Conference Agenda

304RA: Transformative adaptation for land systems: ecosystem services in pathways of adaptation to global change - Part A
Wednesday, 24/Apr/2019:
2:00pm - 3:30pm

Session Chair: Sandra Lavorel
Session Chair: Bruno Locatelli
Session Chair: Matthew John Colloff
Location: MB-106
Main Building, 1st floor, east wing, 78 seats
Session Topics:
How do we support transformation?

Session Abstract

Uncertain, novel changes to social-ecological systems caused by climate change and other drivers mean that we can no longer assume the ecosystems and ecosystem services we currently depend on for livelihoods and wellbeing will be supplied in the future. As ecosystems transform, so does society, driven by changes in ecosystem services and livelihoods.

Large-scale land ecosystem governance systems are emerging to address transformative adaptation, but it will increasingly fall to those whose livelihoods are most impacted to develop options for adaptation. To reflect on adaptation options for social-ecological systems, we need to envision possible adaptation pathways, assess how ecosystem services contribute to adaptation in those scenarios, and analyse how decision contexts should be reframed to allow new options for adaptation. Both bottom-up and top-down approaches are required to operationalize adaptation and to conceptualize how ecosystem services can be used for adaptation.

In this session, the objective is to focus on local-regional case studies on the design and implementation of transformative adaptation, with an emphasis on land social-ecological systems. In particular, we will focus on case studies that encompass progression from the conceptual phase to the operational phase to implementation and adoption, with an emphasis on identifying sets of fruitful approaches for methodological development and transfer.
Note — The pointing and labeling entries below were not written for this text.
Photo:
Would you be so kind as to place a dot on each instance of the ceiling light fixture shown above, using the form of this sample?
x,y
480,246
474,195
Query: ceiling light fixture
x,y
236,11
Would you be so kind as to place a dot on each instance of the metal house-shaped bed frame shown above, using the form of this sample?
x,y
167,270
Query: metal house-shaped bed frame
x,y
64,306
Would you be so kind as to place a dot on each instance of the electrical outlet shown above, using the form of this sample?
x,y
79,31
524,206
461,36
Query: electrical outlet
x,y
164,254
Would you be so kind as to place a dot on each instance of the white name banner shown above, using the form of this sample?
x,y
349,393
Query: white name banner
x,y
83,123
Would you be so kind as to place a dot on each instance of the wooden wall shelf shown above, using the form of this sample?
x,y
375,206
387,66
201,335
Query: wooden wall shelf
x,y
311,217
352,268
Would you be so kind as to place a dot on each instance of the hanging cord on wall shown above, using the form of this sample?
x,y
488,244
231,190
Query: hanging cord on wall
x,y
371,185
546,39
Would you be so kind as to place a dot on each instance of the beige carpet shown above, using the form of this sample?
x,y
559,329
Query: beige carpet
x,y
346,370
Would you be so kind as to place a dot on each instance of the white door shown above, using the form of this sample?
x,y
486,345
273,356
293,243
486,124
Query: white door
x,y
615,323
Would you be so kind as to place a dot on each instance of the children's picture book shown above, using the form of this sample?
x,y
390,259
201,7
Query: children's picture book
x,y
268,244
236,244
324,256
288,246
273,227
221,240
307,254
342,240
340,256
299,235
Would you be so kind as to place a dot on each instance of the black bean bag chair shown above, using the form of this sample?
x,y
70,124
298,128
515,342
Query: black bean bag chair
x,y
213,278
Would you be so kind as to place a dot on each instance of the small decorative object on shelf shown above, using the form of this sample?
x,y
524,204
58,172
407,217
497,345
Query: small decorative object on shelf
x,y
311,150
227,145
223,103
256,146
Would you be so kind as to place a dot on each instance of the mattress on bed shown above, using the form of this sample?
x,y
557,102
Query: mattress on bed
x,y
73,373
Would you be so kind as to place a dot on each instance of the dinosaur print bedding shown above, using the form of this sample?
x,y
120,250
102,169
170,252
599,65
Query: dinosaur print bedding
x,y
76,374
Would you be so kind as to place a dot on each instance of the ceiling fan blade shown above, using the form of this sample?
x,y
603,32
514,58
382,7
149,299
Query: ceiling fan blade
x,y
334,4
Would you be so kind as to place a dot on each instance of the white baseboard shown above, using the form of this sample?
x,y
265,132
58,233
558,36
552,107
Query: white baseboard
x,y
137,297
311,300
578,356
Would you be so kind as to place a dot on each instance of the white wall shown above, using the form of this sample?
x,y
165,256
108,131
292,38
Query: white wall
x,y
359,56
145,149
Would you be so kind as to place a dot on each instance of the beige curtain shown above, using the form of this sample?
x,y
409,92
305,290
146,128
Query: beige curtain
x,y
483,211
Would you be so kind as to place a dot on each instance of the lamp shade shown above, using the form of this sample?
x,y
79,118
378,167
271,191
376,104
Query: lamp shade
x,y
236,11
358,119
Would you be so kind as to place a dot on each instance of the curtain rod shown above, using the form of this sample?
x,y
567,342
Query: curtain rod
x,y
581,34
These case studies include issues of re-framing of governance structures for ecosystem-based adaptation, knowledge co-production and learning, overcoming operational barriers to ecosystem-based adaptation, and mainstreaming transformative adaptation into policy and management. The objective of the session is congruent with the conference theme of building and enhancing scientific capacity to enable transformations in land systems for a sustainable future.

Session Organizers: Sandra Lavorel, Matt Colloff, and Bruno Locatelli

Full talk
ID: 659 / 304RA: 1
304R Transformative adaptation for land systems: ecosystem services in pathways of adaptation to global change
Keywords: social-ecological system, ecosystem services, adaptation, pathways

Analyzing social-ecological systems for exploring adaptation pathways in land systems

Bruno Locatelli1,2

1CIRAD, University of Montpellier (France); 2CIFOR (Peru)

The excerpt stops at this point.